Artificial intelligence (AI) is advancing by leaps and bounds. In 2022 we saw amazing image-from-text generators like DALL E 2 , Stable Diffusion 2.0 and Midjourney . When everything seemed that the year was going to close without any further notable developments in this field, ChatGPT appeared and generated a true revolution.
These tools did not go unnoticed and quickly began to be adopted in different scenarios. As a result, the world began to prepare to face the challenges that come with AI, from controversies over possible copyright infringement to its use in academia .
However, the seemingly rampant advancement of this technology could soon reach a limit. The possibilities offered by the creations of companies like OpenAI do not happen by magic. The secret is in huge data sets (datasets) , and we are consuming them faster than we are producing them.
Data sets, the secret behind ChatGPT and other AI apps
Data sets are essential for machine learning tasks. In the case of ChatGPT, these provide the necessary information that allows you to produce consistent and natural responses. The larger and more varied the datasets used, the more capable the model is of learning to produce a wide variety of texts.
If we take DALL·E as an example, in general terms, datasets provide the AI model with image examples and their corresponding descriptions . In this way, using a neural network that has been specifically designed to process text input, you can generate images from textual descriptions.
You may be wondering, then, where is the problem? According to a group of researchers from Epoch AI, an organization that studies the development of artificial intelligence, the high-quality datasets that are being used to train the aforementioned advanced language models will be exhausted by 2026, which could harm their development.
According to a paper published by the researchers in the online archive ArXiv, the demand for high-quality data sets for training AI language models is growing by approximately 50% every year . The generation of these data sets, on the other hand, only grows at a rate of 7% per year.

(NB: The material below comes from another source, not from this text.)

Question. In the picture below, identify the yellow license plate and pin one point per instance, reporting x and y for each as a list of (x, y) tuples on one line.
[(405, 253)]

Now, the process for generating quality data sets is very important. Remember that these collect public information and must be large enough for the model to learn effectively. In addition, they must be varied and coherent. Here human manual labor comes into play, which is responsible for reviewing and cleaning the data.
This process, as explained by Epoch AI, is slow and expensive. There are, however, tools that help automate some dataset cleaning processes. Even the possibility of using AI to review the models, but this carries risks, such as the proliferation of errors and biases that could affect the model.
What will happen between now and 2026 remains to be seen. If datasets start to run out, as the researchers predict, the evolution of AI could slow down much as time goes on. But for now, artificial intelligence enthusiasts are looking forward to the arrival of GPT-4, the evolution of the famous GPT-3 that brings ChatGPT to life.